The inherent programmability of the interactions between DNA-decorated colloids may change this situation. First, the binding force between the complementary ends of colloid-tethered DNA strands does change significantly with temperature (largely because of a loss in entropy; R. Dreyfus et al. Phys. Rev. Lett. 102, 048301; 2009); second, the effective binding energy between the colloids can be adjusted by designing DNA strands that compete for binding. One such strategy involves decorating colloids with two types of DNA strand that compete for the formation of DNA bridges between colloidal particles (which promotes aggregation) or of DNA loops or hairpins on the same particle (S. Angioletti-Uberti, B. M. Mognetti and D. Frenkel Nature Mater. 11, 518–522; 2012). Because the two types of strand hybridize at different temperatures (which can be tuned by designing the sequence of the binding segments), temperature shifts the balance of the competitive binding. This strategy leads to the melting of a crystal both on heating and on cooling (also known as re-entrant melting).

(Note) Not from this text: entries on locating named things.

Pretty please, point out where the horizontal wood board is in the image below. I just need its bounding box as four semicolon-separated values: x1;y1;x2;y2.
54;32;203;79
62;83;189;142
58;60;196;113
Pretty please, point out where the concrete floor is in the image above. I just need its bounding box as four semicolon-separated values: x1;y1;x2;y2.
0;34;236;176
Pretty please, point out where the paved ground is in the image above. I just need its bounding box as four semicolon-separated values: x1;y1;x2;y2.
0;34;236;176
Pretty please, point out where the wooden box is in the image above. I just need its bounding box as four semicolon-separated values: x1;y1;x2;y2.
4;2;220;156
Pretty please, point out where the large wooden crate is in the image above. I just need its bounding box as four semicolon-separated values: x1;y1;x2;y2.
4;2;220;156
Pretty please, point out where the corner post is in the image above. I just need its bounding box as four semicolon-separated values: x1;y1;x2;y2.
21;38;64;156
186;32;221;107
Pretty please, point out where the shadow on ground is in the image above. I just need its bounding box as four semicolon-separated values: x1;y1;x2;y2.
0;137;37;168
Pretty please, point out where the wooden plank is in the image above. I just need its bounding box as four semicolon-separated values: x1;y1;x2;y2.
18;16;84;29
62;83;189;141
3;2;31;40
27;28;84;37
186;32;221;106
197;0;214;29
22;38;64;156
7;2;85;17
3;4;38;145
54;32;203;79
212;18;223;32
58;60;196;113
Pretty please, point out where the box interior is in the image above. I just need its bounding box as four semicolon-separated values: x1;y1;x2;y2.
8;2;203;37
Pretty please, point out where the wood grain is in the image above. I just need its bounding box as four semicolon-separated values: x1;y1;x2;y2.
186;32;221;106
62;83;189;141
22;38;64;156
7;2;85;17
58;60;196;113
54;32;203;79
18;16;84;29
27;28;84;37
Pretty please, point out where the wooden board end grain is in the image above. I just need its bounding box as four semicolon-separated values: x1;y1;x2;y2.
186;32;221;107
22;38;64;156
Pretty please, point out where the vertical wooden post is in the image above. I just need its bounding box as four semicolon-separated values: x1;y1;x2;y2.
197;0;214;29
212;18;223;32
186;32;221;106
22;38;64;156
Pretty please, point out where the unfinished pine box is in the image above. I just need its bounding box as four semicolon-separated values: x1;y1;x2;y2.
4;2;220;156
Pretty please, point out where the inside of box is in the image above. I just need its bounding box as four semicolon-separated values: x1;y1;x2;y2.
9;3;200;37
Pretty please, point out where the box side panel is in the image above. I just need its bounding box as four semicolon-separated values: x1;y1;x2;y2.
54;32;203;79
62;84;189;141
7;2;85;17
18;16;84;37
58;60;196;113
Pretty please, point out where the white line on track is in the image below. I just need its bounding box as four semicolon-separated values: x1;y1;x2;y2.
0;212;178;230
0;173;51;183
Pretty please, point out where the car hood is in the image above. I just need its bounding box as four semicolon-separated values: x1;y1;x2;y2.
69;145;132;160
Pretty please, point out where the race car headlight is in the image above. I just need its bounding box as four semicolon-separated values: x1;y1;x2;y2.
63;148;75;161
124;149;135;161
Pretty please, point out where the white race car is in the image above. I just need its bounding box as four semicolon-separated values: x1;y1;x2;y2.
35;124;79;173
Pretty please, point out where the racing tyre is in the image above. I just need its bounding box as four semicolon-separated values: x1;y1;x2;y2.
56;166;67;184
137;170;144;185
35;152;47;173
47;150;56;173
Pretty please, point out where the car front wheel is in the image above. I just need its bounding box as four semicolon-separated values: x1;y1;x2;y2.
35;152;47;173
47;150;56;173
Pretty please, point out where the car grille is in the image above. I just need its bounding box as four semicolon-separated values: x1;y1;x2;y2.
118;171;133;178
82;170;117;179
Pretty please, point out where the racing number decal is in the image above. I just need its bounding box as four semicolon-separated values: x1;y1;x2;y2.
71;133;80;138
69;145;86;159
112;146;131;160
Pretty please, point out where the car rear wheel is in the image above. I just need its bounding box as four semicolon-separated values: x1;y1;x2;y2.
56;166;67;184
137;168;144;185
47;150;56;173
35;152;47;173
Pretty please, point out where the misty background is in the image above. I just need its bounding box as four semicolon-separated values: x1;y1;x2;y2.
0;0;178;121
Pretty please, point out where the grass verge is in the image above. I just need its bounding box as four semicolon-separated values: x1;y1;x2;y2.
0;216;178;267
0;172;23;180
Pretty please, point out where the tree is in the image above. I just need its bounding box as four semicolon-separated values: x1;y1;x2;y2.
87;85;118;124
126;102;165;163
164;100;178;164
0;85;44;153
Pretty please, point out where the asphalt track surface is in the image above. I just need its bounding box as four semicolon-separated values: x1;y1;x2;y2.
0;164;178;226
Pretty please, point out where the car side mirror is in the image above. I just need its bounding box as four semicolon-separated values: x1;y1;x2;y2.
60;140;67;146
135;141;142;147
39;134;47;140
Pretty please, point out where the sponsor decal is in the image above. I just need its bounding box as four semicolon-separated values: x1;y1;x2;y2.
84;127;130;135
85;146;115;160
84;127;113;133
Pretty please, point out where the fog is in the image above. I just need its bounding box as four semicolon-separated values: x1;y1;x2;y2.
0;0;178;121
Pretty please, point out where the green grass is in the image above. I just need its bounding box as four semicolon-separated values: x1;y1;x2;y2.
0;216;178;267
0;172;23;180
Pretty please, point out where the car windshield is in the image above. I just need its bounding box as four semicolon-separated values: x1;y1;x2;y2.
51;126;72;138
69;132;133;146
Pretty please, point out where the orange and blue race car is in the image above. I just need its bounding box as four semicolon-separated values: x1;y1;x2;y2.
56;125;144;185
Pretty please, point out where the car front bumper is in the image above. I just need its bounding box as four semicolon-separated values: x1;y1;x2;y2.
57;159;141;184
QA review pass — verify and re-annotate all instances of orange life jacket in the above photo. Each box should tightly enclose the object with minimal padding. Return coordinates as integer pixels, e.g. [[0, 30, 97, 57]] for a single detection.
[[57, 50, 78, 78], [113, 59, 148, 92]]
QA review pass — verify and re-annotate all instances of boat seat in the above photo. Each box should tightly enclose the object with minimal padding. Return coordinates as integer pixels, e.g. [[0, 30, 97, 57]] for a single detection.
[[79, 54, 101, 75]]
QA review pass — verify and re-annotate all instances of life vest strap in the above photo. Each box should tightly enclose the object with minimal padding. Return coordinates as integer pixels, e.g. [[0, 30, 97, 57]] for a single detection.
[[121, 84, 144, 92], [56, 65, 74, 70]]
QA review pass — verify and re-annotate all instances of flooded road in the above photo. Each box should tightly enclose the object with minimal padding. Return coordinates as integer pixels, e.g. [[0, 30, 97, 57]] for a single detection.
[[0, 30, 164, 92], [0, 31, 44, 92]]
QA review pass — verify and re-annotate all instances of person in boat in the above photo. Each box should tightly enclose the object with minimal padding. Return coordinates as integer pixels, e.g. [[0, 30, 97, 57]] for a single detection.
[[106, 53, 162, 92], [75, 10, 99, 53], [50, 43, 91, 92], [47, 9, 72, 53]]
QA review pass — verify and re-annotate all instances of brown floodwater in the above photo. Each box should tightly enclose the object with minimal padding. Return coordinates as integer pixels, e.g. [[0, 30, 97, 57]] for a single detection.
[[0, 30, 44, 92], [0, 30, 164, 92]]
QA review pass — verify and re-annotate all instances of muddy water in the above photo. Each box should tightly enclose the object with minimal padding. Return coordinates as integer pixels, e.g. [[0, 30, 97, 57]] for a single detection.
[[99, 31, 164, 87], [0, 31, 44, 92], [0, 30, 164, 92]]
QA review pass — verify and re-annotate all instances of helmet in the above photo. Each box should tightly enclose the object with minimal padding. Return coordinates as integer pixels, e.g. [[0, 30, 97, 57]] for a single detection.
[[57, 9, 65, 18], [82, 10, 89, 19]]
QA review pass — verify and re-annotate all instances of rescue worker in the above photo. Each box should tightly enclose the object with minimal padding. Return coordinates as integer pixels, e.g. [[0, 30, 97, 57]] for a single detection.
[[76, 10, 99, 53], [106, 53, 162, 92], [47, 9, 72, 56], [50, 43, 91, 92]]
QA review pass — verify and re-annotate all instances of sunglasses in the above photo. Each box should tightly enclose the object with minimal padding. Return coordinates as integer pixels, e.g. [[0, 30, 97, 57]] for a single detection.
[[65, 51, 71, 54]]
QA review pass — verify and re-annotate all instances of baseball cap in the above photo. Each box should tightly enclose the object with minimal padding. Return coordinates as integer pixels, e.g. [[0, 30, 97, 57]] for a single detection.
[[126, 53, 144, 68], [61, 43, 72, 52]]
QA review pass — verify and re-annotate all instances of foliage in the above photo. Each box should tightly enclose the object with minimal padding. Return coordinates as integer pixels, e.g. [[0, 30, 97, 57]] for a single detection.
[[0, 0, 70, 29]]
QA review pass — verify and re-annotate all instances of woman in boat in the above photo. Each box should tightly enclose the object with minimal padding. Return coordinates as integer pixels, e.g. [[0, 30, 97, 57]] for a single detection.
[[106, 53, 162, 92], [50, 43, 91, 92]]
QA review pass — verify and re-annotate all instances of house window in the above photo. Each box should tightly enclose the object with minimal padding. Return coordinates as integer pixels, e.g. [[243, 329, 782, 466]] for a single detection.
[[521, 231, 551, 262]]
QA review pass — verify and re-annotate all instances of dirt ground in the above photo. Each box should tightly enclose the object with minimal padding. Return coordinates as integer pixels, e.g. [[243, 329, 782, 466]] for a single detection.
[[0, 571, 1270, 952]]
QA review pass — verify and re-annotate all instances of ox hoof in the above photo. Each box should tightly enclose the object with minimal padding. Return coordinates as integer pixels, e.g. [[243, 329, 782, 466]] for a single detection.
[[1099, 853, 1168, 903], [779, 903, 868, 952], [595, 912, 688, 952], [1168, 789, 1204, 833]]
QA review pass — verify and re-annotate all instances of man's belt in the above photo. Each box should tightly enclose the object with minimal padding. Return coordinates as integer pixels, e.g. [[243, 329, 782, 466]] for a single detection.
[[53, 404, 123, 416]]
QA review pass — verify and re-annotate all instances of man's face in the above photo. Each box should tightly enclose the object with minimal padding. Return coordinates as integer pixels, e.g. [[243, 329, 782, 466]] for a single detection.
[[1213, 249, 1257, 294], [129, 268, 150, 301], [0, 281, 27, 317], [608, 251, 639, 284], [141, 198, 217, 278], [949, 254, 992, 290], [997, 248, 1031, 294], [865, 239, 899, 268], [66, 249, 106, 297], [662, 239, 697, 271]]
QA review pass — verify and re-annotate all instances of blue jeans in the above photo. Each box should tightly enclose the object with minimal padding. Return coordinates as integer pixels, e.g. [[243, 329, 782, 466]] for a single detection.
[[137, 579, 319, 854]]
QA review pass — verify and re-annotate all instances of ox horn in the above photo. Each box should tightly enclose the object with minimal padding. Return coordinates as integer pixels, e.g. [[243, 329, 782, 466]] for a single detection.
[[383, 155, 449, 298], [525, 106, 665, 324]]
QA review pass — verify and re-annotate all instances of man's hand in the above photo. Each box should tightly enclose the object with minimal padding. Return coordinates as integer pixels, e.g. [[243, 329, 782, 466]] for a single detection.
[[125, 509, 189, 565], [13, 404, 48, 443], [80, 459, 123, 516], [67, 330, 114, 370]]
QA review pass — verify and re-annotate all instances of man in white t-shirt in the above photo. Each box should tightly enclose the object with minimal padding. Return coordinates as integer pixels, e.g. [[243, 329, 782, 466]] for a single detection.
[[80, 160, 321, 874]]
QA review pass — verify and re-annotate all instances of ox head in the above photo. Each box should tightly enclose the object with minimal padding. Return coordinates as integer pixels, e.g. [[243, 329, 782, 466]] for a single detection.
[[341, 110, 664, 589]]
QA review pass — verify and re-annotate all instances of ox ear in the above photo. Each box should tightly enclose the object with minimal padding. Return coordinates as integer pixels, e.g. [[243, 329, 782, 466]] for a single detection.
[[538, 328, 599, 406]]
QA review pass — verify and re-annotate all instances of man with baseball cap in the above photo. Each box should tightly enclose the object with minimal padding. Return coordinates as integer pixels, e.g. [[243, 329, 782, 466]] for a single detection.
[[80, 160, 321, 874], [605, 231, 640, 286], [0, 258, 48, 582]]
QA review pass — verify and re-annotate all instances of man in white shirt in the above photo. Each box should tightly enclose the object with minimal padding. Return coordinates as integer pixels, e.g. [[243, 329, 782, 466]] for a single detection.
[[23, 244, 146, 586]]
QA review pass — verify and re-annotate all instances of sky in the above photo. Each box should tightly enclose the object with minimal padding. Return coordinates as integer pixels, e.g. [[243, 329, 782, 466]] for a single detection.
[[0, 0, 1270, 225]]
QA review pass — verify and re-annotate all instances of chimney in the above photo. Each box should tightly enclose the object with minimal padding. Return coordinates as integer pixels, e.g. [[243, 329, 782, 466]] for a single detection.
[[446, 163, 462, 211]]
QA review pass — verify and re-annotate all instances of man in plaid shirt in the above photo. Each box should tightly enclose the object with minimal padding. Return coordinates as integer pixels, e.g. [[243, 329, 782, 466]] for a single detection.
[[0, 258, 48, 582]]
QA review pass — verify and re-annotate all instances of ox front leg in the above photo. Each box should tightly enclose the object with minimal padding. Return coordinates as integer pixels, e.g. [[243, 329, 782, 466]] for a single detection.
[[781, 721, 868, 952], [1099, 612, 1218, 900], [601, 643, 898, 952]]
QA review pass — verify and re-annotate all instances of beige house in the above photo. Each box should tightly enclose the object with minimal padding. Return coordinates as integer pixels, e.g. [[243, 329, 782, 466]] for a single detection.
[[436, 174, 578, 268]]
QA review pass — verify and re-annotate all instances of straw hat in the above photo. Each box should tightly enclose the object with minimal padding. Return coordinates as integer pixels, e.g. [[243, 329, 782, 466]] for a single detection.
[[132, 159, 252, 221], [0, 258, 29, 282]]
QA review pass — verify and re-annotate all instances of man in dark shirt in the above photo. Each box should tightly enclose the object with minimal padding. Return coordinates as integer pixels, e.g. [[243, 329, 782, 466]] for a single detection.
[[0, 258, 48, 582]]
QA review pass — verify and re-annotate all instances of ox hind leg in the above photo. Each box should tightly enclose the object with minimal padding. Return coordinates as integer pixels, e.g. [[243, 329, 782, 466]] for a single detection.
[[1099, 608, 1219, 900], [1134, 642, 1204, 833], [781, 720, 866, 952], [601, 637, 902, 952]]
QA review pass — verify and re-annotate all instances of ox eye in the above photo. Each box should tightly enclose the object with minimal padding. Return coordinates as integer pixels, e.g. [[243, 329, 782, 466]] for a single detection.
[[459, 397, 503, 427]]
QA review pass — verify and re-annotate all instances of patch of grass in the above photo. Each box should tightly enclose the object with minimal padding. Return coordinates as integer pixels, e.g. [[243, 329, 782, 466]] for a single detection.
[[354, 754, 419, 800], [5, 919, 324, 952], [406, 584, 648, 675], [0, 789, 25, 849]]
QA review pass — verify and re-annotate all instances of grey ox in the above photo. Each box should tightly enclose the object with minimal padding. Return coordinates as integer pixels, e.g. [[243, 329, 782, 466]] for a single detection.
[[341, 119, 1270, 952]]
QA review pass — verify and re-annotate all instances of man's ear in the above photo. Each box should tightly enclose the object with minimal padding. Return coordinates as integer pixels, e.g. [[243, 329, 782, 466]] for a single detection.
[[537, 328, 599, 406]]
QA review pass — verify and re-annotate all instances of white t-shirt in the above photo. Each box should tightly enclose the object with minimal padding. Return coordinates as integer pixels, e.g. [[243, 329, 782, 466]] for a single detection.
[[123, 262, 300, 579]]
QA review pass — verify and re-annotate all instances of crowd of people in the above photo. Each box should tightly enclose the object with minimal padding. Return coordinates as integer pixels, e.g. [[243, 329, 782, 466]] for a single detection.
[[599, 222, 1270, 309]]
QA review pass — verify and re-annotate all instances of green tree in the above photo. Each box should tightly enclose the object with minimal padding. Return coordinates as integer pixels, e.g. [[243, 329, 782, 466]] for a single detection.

Yet competing interactions can also allow for independent control of both the topology of the phase diagram and the temperature ranges in which transitions between phases occur, as recently demonstrated by W. Benjamin Rogers and Vinothan Manoharan (Science 347, 639–642; 2015). The researchers used strand displacement — a technique that employs free DNA strands to displace complementary strands in a duplex — to design the topology of the phase diagram of DNA-coated colloids. In particular, they demonstrate an arbitrarily wide temperature range for fluid–crystal coexistence, and re-entrant melting (pictured). To broaden the temperature width of the phase-coexistence region, the researchers designed the sequences of colloid-tethered and free DNA strands so that the binding energy between tethered DNA strands and between free and tethered strands are roughly the same. To achieve re-entrant melting, they designed two types of free strand that compete for binding with colloid-tethered strands. In this case, temperature tilts the balance between the number of bound strands (which maximizes the enthalpy by disfavouring the formation of DNA bridges between colloids) and the number of unbound free strands (which increases the entropy by favouring bridge formation and thus crystallization). Using a variation of this scheme, Rogers and Manoharan also programmed a reversible temperature-induced transformation between two crystals of identical symmetry but different composition.

Credit: SCIENCE 347, 639–642 (2015); AAAS

The versatility of strand-displacement binding reactions is of course not limited to tinkering with the topology of phase diagrams. In principle, there seems to be no obvious major impediment for similar strategies to achieve multistage self-assembly and disassembly, programmed actuation and stimuli-responsive reconfigurable systems.